There is no consensus regarding optimal imaging for the assessment of VVF. Imaging used for diagnosis of VVF includes a voiding cystogram with opacification of the vagina after filling the bladder with contrast if there is a fistula. A cystoscopy can evaluate for calculi, retained suture, level of inflammation, and location of the ureters in relation to the fistula. Renal ultrasonography is of limited use. Intravenous pyelography can miss lesions by the trigone. In general, a computed tomography (CT) urogram and magnetic resonance imaging (MRI) with bladder contrast are more sensitive.

In the diagnosis of RVF, contrast vaginoscopy, double contrast barium enema, CT scan with contrast, and MRI can be used. MRI is more sensitive.6 A high index of suspicion is required based on the patient’s history as these imaging modalities do not always confirm RVF despite patient’s clear history of leakage. When the history is convincing, a thorough rectovaginal exam under anesthesia may be imperative. If rectal trauma is present, endoanal ultrasonography can delineate external and internal anal sphincter defects.

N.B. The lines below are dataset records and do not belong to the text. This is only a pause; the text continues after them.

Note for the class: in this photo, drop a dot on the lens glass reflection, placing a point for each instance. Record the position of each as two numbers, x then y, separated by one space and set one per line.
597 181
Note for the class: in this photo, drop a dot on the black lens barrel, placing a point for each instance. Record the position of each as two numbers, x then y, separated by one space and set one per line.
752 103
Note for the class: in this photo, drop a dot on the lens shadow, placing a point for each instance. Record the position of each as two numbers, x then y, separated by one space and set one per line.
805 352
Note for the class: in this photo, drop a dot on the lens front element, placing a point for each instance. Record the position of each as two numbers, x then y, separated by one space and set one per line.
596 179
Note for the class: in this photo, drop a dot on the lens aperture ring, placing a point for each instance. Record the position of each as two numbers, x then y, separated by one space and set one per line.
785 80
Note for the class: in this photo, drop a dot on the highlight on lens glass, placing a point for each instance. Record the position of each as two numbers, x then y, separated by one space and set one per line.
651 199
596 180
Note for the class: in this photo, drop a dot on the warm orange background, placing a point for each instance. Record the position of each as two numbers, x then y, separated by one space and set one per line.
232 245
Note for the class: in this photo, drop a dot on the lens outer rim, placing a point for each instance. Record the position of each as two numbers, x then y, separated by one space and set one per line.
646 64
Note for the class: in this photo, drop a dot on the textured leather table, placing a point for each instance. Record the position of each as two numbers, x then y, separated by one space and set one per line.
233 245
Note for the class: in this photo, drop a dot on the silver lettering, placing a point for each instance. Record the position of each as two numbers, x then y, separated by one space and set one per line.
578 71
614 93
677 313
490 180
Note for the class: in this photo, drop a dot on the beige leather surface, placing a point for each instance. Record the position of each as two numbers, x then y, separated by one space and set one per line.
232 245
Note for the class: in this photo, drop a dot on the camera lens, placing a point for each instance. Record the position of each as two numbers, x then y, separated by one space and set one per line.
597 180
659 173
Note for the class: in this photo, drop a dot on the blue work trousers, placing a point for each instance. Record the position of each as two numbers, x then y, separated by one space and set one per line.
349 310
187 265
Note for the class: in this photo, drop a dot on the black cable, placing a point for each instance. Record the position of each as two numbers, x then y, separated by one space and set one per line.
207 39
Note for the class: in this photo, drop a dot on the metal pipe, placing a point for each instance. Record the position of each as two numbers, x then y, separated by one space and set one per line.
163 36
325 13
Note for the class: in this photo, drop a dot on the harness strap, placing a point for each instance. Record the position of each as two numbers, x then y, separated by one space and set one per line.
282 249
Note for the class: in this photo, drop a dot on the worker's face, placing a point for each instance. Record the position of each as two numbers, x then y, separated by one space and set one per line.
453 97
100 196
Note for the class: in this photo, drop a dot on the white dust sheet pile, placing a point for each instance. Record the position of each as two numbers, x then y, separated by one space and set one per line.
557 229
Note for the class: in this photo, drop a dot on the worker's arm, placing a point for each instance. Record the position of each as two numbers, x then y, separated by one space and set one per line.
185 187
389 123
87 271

Prolonged Foley catheter placement after obstetric injury can lead to successful closure of a VVF. Prior to surgical intervention, assessing if there is possible ureteral involvement and use of intraoperative ureteral stents is a consideration. The route of surgery can be vaginal, abdominal, combined abdominal-vaginal, laparoscopic, or robotic.7 The robotic approach is increasingly utilized.8,9 However, the general consensus among fistula surgeons is that the vaginal approach should be considered first.